"We are very happy," said Kalle Isaksson at the Swedish Coast Guard (Kustbevakningen).
The whale was first spotted in the afternoon. By then it had managed to get itself stuck under a bridge between Fisketången and Valberget in Kungshamn.
The whale quickly managed to extricate itself from the bridge, but was then left stranded in the harbour. It was unclear to those in attendance whether the whale had got itself stuck on something underwater.
The commotion drew a significant crowd of people who lined the piers and nearby jetties.
"The whale appears to be aground at the moment. It's back is above the water surface and is splashing and spraying some water but seems to be have a tough time of it," said eyewitness Ellen Börjesson to the TT news agency at 8.30pm.
Local experts surmised that it was probably a humpback whale at of size of more three metres long. The coast guard said that three whales had been spotted at the location before.
The coast guard worked feverishly with other authorities including the emergency services, Marine and Water Authority and the Natural History Museum in Gothenburg to save the whale.
First, it was hoped that the whale would find its own way out the port, if it only it was left in peace and quiet.
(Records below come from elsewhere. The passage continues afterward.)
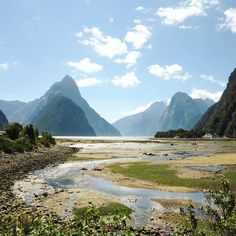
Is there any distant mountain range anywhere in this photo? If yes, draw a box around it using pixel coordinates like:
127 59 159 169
114 92 214 136
195 68 236 137
0 110 8 131
113 101 167 136
5 69 236 138
0 75 120 136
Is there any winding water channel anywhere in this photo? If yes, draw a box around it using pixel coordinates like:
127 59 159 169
30 141 205 225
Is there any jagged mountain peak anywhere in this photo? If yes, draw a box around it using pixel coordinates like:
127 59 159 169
46 75 81 98
61 75 79 89
159 91 213 131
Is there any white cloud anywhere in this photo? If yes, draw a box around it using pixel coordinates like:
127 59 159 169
114 51 141 68
0 63 9 71
179 25 199 30
125 24 152 49
134 19 142 24
190 88 222 102
200 74 226 87
109 18 114 22
219 8 236 33
67 58 103 74
76 77 105 87
112 72 141 88
76 32 83 38
136 6 145 11
148 64 191 81
121 102 153 116
156 0 219 25
77 27 127 59
179 25 193 29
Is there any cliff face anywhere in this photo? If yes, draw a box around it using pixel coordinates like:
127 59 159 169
195 68 236 137
0 110 8 130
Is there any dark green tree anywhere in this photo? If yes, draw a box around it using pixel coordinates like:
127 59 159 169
5 123 23 140
23 124 36 144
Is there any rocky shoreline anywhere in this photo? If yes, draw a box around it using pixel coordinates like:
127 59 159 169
0 145 78 218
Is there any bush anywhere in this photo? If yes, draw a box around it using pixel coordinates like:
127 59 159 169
5 123 23 140
1 124 55 153
23 124 38 145
175 178 236 235
39 132 56 147
0 204 136 235
0 136 32 153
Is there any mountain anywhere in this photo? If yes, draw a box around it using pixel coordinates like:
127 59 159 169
113 101 167 136
0 75 120 136
0 100 28 123
159 92 214 131
194 68 236 137
30 75 120 136
32 96 95 136
0 110 8 130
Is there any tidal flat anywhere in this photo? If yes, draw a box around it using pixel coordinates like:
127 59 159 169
11 138 236 229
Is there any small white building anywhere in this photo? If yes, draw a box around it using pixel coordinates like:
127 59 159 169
203 133 213 139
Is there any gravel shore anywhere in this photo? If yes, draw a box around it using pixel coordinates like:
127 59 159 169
0 145 78 217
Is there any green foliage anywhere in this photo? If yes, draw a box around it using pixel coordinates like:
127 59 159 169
38 132 56 147
0 203 137 235
175 178 236 236
74 202 132 218
195 68 236 137
23 124 38 145
0 136 24 153
0 123 55 153
5 122 23 140
155 128 206 138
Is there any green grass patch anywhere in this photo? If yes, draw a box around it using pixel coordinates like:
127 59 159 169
107 162 236 190
74 202 132 217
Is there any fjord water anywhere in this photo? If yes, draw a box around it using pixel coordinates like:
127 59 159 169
33 138 205 225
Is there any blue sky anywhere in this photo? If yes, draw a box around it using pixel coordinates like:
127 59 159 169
0 0 236 122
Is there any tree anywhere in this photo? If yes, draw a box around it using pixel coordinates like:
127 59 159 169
23 124 37 144
5 123 23 140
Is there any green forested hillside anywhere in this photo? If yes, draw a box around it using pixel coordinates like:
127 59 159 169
32 96 96 136
195 68 236 137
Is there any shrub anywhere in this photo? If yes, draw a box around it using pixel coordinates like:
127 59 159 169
39 132 56 147
0 204 136 235
175 178 236 235
0 136 33 153
5 123 23 140
23 124 38 145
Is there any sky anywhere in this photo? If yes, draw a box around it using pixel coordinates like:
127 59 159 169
0 0 236 123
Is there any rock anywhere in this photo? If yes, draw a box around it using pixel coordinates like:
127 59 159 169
81 168 88 171
93 168 102 171
143 152 155 156
42 192 48 197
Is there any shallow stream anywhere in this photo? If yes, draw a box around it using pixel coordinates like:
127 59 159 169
16 140 212 225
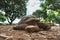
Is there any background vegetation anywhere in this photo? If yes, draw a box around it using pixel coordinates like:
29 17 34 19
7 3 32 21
33 0 60 24
0 0 60 25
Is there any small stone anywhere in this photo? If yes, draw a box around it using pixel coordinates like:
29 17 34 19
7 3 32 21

But this plan proved unsuccessful and instead they set about trying to scare the whale out using light and sound.
"You can hit metal objects together underwater or onto metal objects that protrude into the water," said Erland Lettevall, an investigator working with marine mammals at the Swedish Coast Guard.
The marine drama came to a close at around 9pm as the whale finally managed to find its way out of the harbour by its own volition.
"We followed it a couple of hundred meters," said Kalle Isaksson.
Whales occasionally stray close to shore, usually when they are looking for food, become frightened by a ship, or are injured and close to death.
The whale in Kunsghamn appeared to be suffering from injuries on its back which were probably caused by a propeller or the time it had spent trapped under the bridge.